Since the '70s, U.S. wagering companies have openly offered state-sanctioned intrastate remote betting in the U.S.
Currently there are 18 states that have enacted licensing schemes that sanction and regulate remote parimutuel account wagering. Operators accept cross-border wagers from residents of at least 39 states. The U.S. parimutuel betting industry now encompasses a network of more than 1,000 wagering sites nationwide, including racetracks and off-track wagering facilities.
Americans wager approximately $15 billion per year on horse and dog races. For the past few years, more than 85 percent of this total wagering "handle" was placed at off-track locations. The National Thoroughbred Racing Association estimates that remote betting makes up more than 20 percent of the parimutuel handle.
In summary, in different places in the U.S., we have remote betting for race- and sports-book wagering; we also have remote lottery play and other types of remote gambling.
The WTO Ruling
The simplest explanation of the WTO ruling is that remote betting is allowed within the U.S. so it cannot be prohibited where offshore interests are concerned. Although there is some ambiguity within the law, that ambiguity was further complicated by the passage of the UIGEA, a portion of which specifically states that the UIGEA changes nothing.

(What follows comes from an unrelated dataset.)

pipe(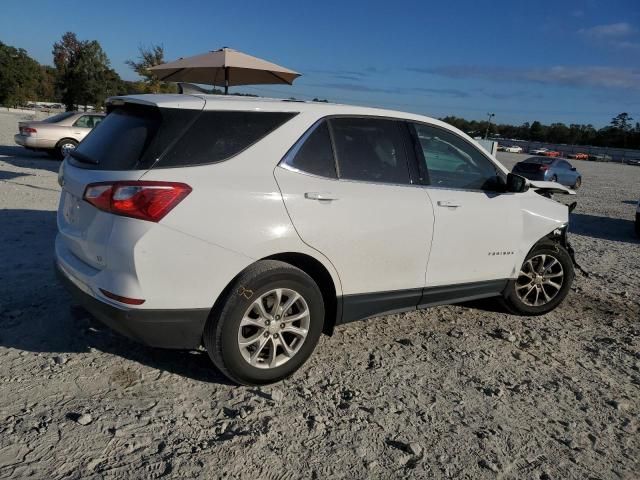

The more complicated explanation is that there is ambiguity in the U.S. laws and instead of clarifying those laws, the U.S. passed the UIGEA which clarified nothing. Since horse betting is permitted remotely within the U.S., it should be permitted with offshore companies as well.
The U.S. Position
After the original ruling against the U.S. in 2005, the U.S. stated publicly that it intended to comply with the WTO ruling. Thereafter, the U.S. changed its position many times.
Recently, Deputy United States Trade Representative (USTR) John K. Veroneau informed the WTO that it intends to "clarify" its WTO commitments with respect to Internet gambling services.
The USTR claims that the U.S. will comply fully with the report, with the caveat that the U.S. never really agreed that gambling services would be covered by the General Agreement on Trade in Services (GATS) when the agreement was finalized.
The gist of the argument is that somehow America naively signed on to GATS without knowing what it was doing, although many other signatories specifically excluded gambling services from their commitments.
Mark Mendel, Antigua's lead counsel in the WTO proceedings, said that the U.S. was wrong to say that it didn't intend to include gaming in its services commitments: "There is simply no basis for such a statement. When the schedules were drawn up over 10 years ago, there was extensive debate, proposal, and counterproposal from all WTO members in determining what commitments would be made. More than a dozen countries were able to expressly exclude gambling from their commitments, and many dozens more excluded the commitment in other ways. For the United States to say this was a mistake is just not true."
The USTR's claim that the U.S. mistakenly committed to gambling is outrageous. Of the 150 countries who participate in the GATS, more than 100 excluded gambling in their schedules. Most WTO members excluded gambling by simply not including the applicable sector, Sector 10 (Recreational, Cultural, and Sporting Services), in their GATS schedules.
It is offensive and incomprehensible that the USTR could take the position that the U.S. gambling commitment was made by mistake.
After a hard-fought battle with Antigua, a nation of 80,000, the U.S. with our population of 300 million, should graciously admit defeat and work toward compliance of global fair trade rules. There is no other alternative.
A Little Gossip
The untenable position taken by the U.S. government was announced by Deputy United States Trade Representative John K. Veroneau. He previously held the title of "Legislative Director" for the now-departed Republican Majority Leader Bill Frist, a social conservative and rabid opponent of online gambling who snuck the Unlawful Internet Gambling Enforcement Act (UIGEA) into the port security bill under cover of night. Am I the only one uncomfortable with this?